How much attention do you need, really? Experiments in O(1) latent reasoning

2 orderone_ai 1 7/13/2025, 4:51:00 PM notion.so ↗

Comments (1)

orderone_ai · 4h ago
Hello, fellow kids!

I want to share what I've been working on the last few weeks: O(1) inference across whole tasks through direct vector transformation. A few facts upfront to give you an idea of how it goes:

1. Implemented as part of a PoC of what I call the Promptable General Classifier (a classifier which can be prompted for general tasks, including (some, limited) reasoning tasks, and has inference-time hot swappable vocabulary/classes), and the 1.09B implementation:

    1. Runs 93x faster than Zephyr 7B (and this is being generous to Zephyr, as I had to add post-processing to extract labels from malformed LLM output, and I didn't count the time necessary to complete this post processing in the Zephyr's benchmarks

    2. Matches Zephyr 7B's batched accuracy across 13 tasks at 77.7% (the unbatched run with Zephyr gets one more correct, so it's 80%. The DSRU is much more deterministic, and it receives no accuracy boost from running unbatched). Note that I did prompt engineering on 2-3 of these to help the DSRU. The prompt engineering seemed to have no impact on Zephyr’s performance, which I’m assuming is due to its robustness as a professionally built LLM rather than a PoC of a new architecture made by a lone amateur researcher

    3. ~19x faster latency than Zephyr 7B
2. Separately trained on entailment tasks, and scored 80% (~2.66x better than chance) on a 3-label text entailment task (entails, contradicts, neutral), and 50% on a 3-label multiple choices entailment task ('1', '2', '3') - notes in the white paper on why the difference

3. The core model has an inference time at 1.09B of around 1ms per batch, but this is purely in post-attention latent space. This model has generalization capabilities, but lacks the full flexibility of an LLM. In exchange for giving that up, it gains extreme inference speeds, determinism, and extremely straightforward training with smooth loss landscapes. I was a bit hesitant to put this out so early, kept thinking about edge cases, ways I could add just a bit more rigor, etc, but I decided the perfect was the enemy of the good, and put together this white paper over the course of a couple of weekends with some midweek refinements.

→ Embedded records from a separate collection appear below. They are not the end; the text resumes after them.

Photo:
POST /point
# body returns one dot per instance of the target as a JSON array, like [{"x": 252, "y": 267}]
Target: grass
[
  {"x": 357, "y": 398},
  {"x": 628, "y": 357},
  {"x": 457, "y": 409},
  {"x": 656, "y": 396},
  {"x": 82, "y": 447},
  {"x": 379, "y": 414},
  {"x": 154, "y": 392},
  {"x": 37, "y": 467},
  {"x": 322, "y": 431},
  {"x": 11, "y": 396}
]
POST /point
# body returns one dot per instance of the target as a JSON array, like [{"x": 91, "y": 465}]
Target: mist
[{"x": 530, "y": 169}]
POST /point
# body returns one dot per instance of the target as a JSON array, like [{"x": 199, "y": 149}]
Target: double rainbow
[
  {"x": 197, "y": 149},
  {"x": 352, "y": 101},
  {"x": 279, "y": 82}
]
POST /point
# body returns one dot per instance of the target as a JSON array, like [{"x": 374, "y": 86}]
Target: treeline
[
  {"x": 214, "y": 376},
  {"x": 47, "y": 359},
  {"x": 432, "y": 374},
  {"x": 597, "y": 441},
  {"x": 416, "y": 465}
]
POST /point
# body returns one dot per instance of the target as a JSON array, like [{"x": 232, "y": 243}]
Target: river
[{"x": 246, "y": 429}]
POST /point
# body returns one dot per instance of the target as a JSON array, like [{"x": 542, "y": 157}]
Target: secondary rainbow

I'll be releasing a full reference implementation of the training pipeline that can run on midrange consumer hardware with default settings on github in…I’m thinking 4 weeks, probably, depending on how busy I end up being - doing this with a day job has been...a lot, to say the least.

I’d release it now, but frankly, it’s an embarrassing ball of mud that I hacked my way do haphazardly while chasing positive signal. Now that I’ve gotten this far, I can implement it more thoughtfully - and try a new specific model architecture that I think will work a lot better for a lot of comparative reasoning tasks.

It is patent pending, but I'm permitting personal experimentation and thesis work without restriction. This includes grad students using it for their degrees! You can share results and discuss your work, but distribution of trained models or derivatives is not permitted. For funded research, institutional use, or anything commercial, usage is not permitted for now.

I hope you all find it interesting!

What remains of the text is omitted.